On July 21st, 2015 we learned about

Plants that lure bugs with bugs so they’ll eat other bugs

From a human perspective, most plants are passive beings, growing quietly in the dirt, hoping not to be disturbed. Look a bit closer, and you’ll find that that’s not quite the case. Many plants actually have passive, active or in the case of a serpentine columbine, passive aggressive forms of defense.

The serpentine columbine, (Aquilegia eximia), has evolved an elaborate system of self-defense. It begins with innocuous looking hairs along the plant’s stem, called trichomes. The trichomes carry droplets of sticky liquid, which then snare insects crawling on the plant.

The trapped insects accumulate, acting as a lure for predatory bugs, such as spiders or assassin bugs. The predators can then enjoy the buffet, but for the columbine’s plan to work, they need to treat the captured bugs as an appetizer. The real target in all this are Heliothis phloxiphaga caterpillars, which eat the plant’s buds, flowers and fruit if left unchecked. With a hungry spider around, however, surveys have found that the caterpillar’s numbers are significantly diminished.

A floral mastermind

While this may seem like a nefarious scheme for what must surely be a sinister flower, the reduction of caterpillars could have still been coincidental. Researchers from UC Davis wanted to confirm that this really was a system and not just predators taking advantage of plants that may have been sticky for some other reason. To see if the serpentine columbine really had some agency in all this, they put clippings of the plant in mesh-covered dishes. The mesh would allow smells or other chemical agents to be detected by bugs, but the bugs wouldn’t be able to make contact with the trichomes.

Popular solution to pest control

They found that would-be bait bugs did seem to seek out the covered plants, indicating that some sort of chemical lure was being emitted by the plant.

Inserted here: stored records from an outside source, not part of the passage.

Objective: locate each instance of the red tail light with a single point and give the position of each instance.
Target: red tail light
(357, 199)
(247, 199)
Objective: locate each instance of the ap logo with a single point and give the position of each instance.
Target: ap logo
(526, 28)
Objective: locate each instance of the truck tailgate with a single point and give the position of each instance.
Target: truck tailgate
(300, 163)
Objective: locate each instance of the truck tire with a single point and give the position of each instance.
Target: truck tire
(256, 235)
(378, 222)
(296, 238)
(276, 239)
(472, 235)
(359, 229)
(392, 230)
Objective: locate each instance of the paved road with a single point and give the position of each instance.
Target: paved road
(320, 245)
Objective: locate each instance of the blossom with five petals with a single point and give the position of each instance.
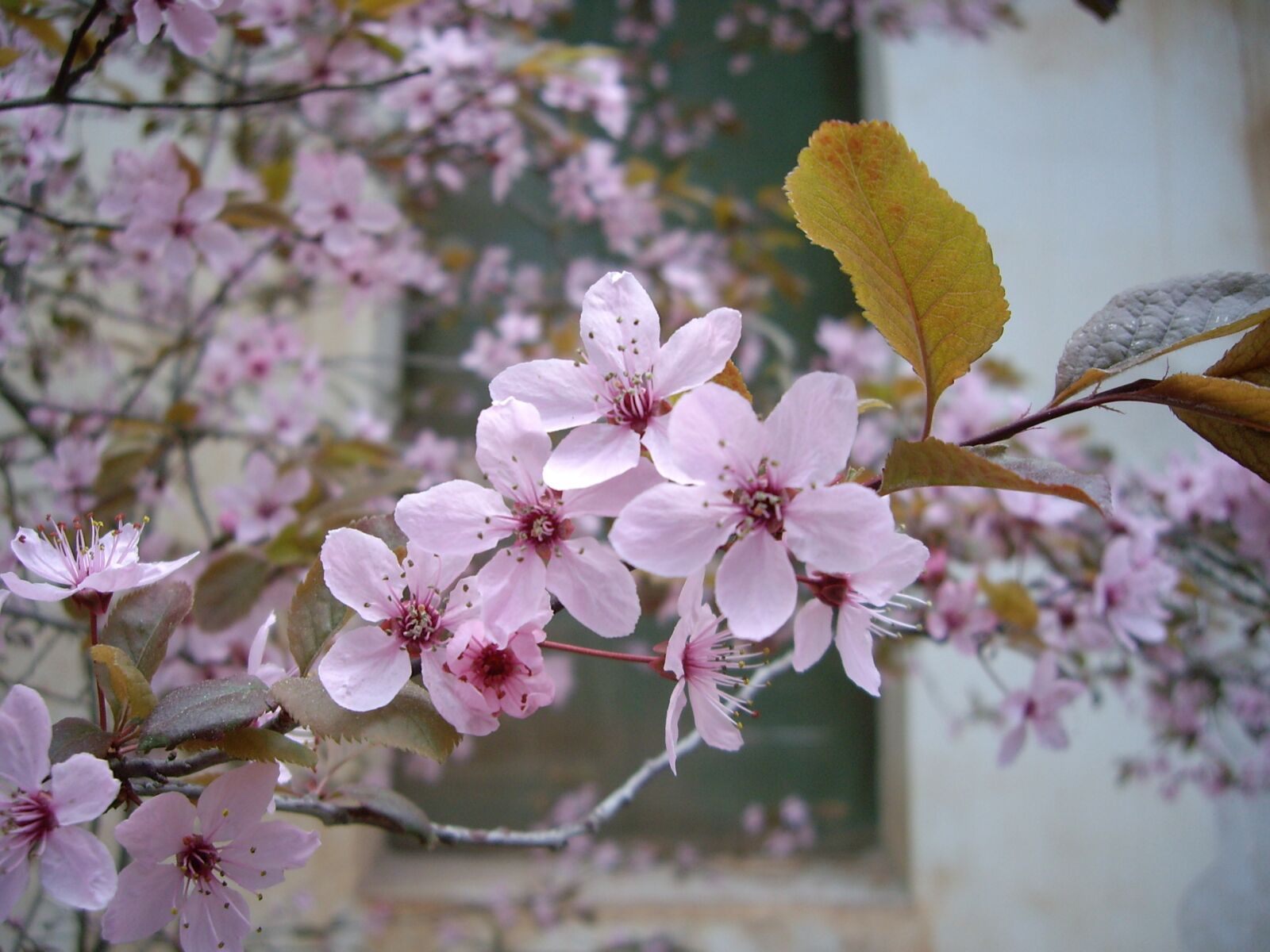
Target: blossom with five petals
(698, 657)
(463, 518)
(1038, 708)
(628, 380)
(860, 598)
(40, 808)
(83, 562)
(770, 486)
(224, 839)
(410, 613)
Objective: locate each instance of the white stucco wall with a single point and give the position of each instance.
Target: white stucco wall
(1096, 156)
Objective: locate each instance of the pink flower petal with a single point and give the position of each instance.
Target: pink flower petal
(149, 19)
(657, 442)
(41, 556)
(714, 433)
(620, 329)
(713, 723)
(214, 920)
(133, 577)
(512, 447)
(25, 734)
(82, 789)
(456, 701)
(365, 670)
(672, 530)
(838, 528)
(594, 584)
(563, 391)
(235, 801)
(592, 455)
(813, 632)
(696, 352)
(362, 573)
(756, 588)
(76, 869)
(610, 497)
(190, 29)
(679, 701)
(512, 587)
(810, 431)
(257, 857)
(455, 518)
(35, 590)
(156, 828)
(13, 886)
(144, 901)
(855, 645)
(899, 568)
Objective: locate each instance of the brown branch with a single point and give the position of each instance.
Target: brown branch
(285, 95)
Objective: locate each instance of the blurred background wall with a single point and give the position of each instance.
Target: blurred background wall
(1098, 156)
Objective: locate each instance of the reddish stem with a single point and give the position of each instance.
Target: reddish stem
(597, 653)
(101, 695)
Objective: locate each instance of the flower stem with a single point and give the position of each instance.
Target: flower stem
(97, 683)
(597, 653)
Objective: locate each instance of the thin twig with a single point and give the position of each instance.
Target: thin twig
(285, 95)
(341, 814)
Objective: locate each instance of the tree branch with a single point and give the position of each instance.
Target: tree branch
(342, 814)
(285, 95)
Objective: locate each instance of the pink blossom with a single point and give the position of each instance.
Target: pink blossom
(463, 518)
(959, 616)
(1038, 708)
(260, 507)
(495, 679)
(628, 381)
(178, 228)
(224, 839)
(410, 611)
(698, 659)
(93, 562)
(329, 190)
(190, 25)
(772, 486)
(1130, 589)
(860, 598)
(41, 805)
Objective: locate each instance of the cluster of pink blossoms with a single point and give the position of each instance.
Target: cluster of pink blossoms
(686, 467)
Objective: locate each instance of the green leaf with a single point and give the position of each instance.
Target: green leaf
(127, 685)
(205, 711)
(920, 263)
(143, 621)
(408, 723)
(314, 616)
(229, 588)
(74, 735)
(1233, 416)
(933, 463)
(1147, 321)
(260, 744)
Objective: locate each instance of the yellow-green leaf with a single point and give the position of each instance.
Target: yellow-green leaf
(127, 685)
(258, 744)
(1233, 416)
(1011, 602)
(920, 263)
(256, 215)
(933, 463)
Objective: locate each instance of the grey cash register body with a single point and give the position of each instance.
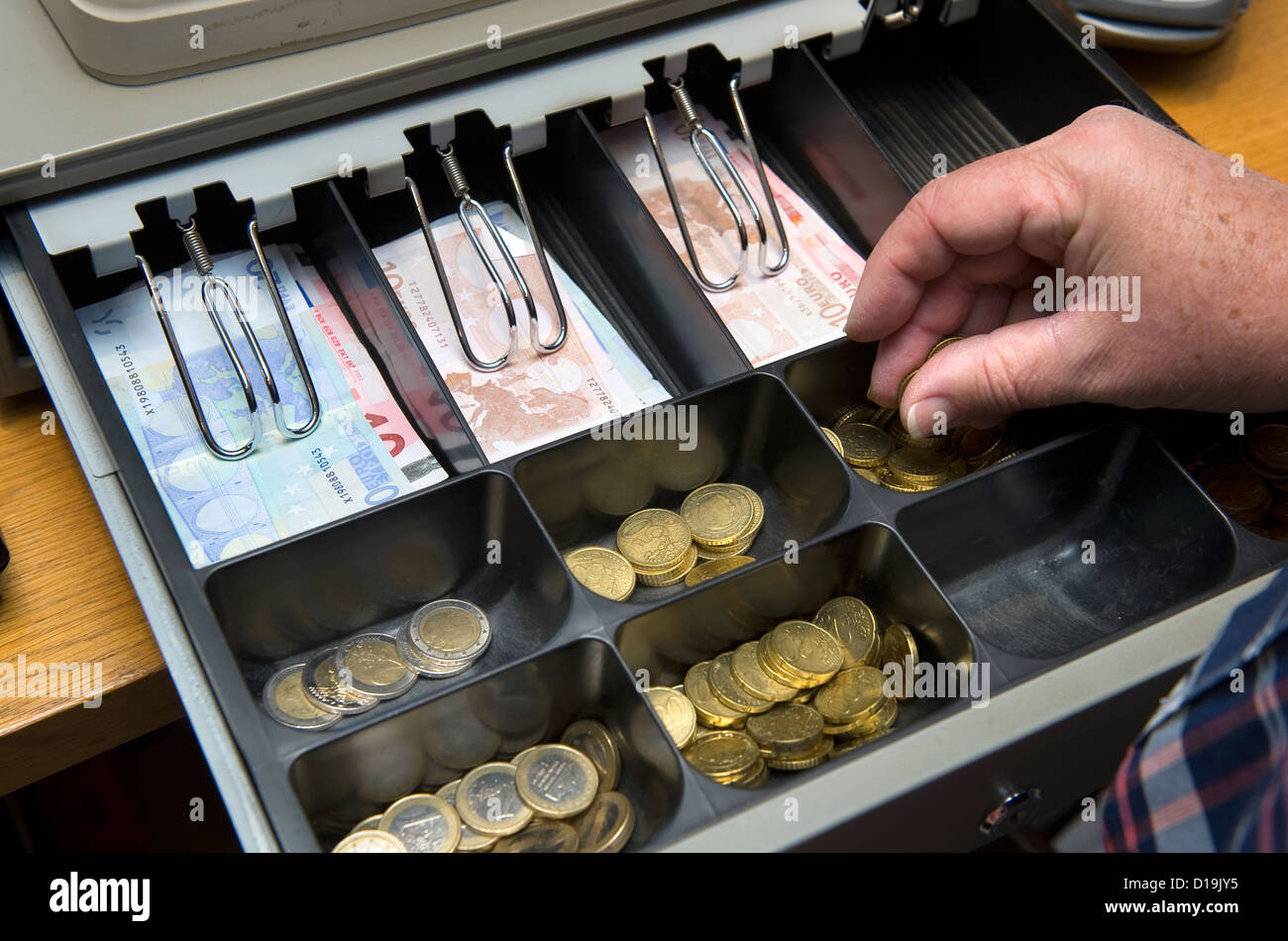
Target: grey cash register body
(851, 103)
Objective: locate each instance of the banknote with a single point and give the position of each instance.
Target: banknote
(222, 508)
(533, 399)
(771, 317)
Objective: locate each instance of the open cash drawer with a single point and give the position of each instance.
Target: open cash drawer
(850, 106)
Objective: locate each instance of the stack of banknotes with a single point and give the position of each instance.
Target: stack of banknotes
(364, 452)
(771, 317)
(533, 399)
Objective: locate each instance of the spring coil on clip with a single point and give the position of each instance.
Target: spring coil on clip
(213, 287)
(698, 136)
(467, 209)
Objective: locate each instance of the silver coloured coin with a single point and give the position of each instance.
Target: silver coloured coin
(424, 823)
(326, 687)
(374, 666)
(451, 631)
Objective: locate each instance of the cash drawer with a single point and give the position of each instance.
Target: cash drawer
(988, 568)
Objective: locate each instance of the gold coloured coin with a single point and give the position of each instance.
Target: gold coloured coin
(372, 823)
(786, 727)
(370, 841)
(918, 467)
(844, 746)
(677, 573)
(717, 514)
(729, 690)
(814, 757)
(677, 713)
(758, 512)
(471, 841)
(544, 836)
(722, 753)
(854, 626)
(862, 413)
(488, 802)
(286, 701)
(898, 645)
(941, 344)
(555, 781)
(606, 824)
(752, 678)
(424, 823)
(329, 688)
(903, 386)
(374, 666)
(803, 649)
(738, 549)
(864, 446)
(604, 572)
(715, 568)
(595, 742)
(711, 711)
(854, 694)
(653, 540)
(451, 631)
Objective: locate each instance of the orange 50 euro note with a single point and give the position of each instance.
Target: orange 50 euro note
(532, 399)
(769, 316)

If not, the bugs wouldn’t have had any further reason to stick around as they weren’t stuck on the plant clippings in any way. This means that serpentine columbine really is the root of this elaborate setup, luring and capturing one set of bugs so that they can lure predators, in hopes that those predators will eat the caterpillars that were bothering the flower in the first place. While this system may seem overly complicated for its own good, it works well enough to possibly be used by around 110 other species of sticky, bug-capturing plants.